In the Shade of the Meme Tree
Before the internet inundated us with everything everywhere all at once, our primary information network was rooted in telephones — first voice calls, then text messages, then photographs. This spanned from sharing general information (things going on around town, national news) to sharing hot personal deets (spotting someone’s ex in town, pretending to be sick to cancel plans).
For the latter share, this meant that delivering a scoop of sweet, sweet gossip inevitably led to you laying belly-down on your bed, phone pressed against your ear, legs kicking with glee. The person you told would then make a similar juicy call, the next person would do the same, and onward the branches would grow, widening as the news spread, while you sat wrapped in a cozy blanket, gazing smugly into the distance.
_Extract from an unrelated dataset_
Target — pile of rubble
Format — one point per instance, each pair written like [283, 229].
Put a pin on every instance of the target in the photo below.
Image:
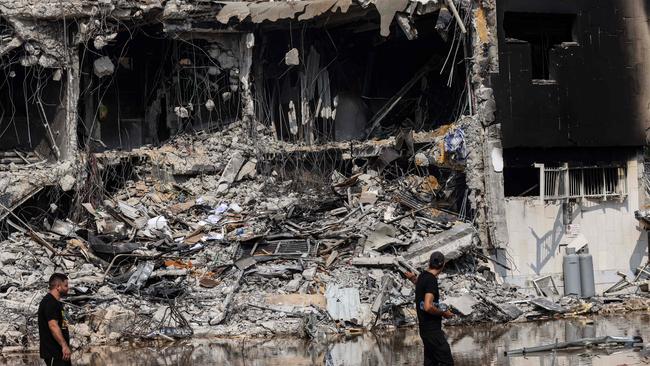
[240, 249]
We still get to hold the seeds of our personal tea, deciding where to sow them and watching (sometimes in panicked horror) as they grow, but we now rely on the internet for all other news. While some may bemoan the loss of personal connection that comes with being a leaf among leaves in a phone tree, I think that the internet gives us bountiful opportunities to connect in new ways, one of the best ways being through memes.
Hear me out! A meme’s life begins as a non-event, as it sprouts into the world unnoticed. But then, it catches someone’s eye. Something about this little piece of media holds infinite dimensions of relatability, and it is plucked from its sleepy little hole in the dirt and re-planted into a digital greenhouse where it is watered and fertilized and trimmed and grafted by the entire world wide web. While it’s in its season it is shared millions of times, with endless new twists. Users across the globe become connected by this one recognizable image, sharing it as-is with their friends or pruning it with their own spin before sending it along. When a meme’s season ends (and some never end), it is added to the rich, dynamic compost that nourishes evergreen nostalgia. Bringing up an old meme provides an opportunity to instantly relate with new people, giving memes the power to connect us in a way that general phone sharing never could!
We once thought trees stood independently, responsible only for themselves and affecting only those organisms that they directly interacted with. Before the internet, we saw ourselves in a similar light. But just as we now know that trees are tapped into each other through underground networks of mycelium, so too do we know that the internet has (digitally) amalgamated us across the planet (maybe soon the universe?), and with every meme instantly linking everyone who has ever interacted with it, I would venture to say that we are now more connected than ever. But that’s just my opinion, and I’m just a worm.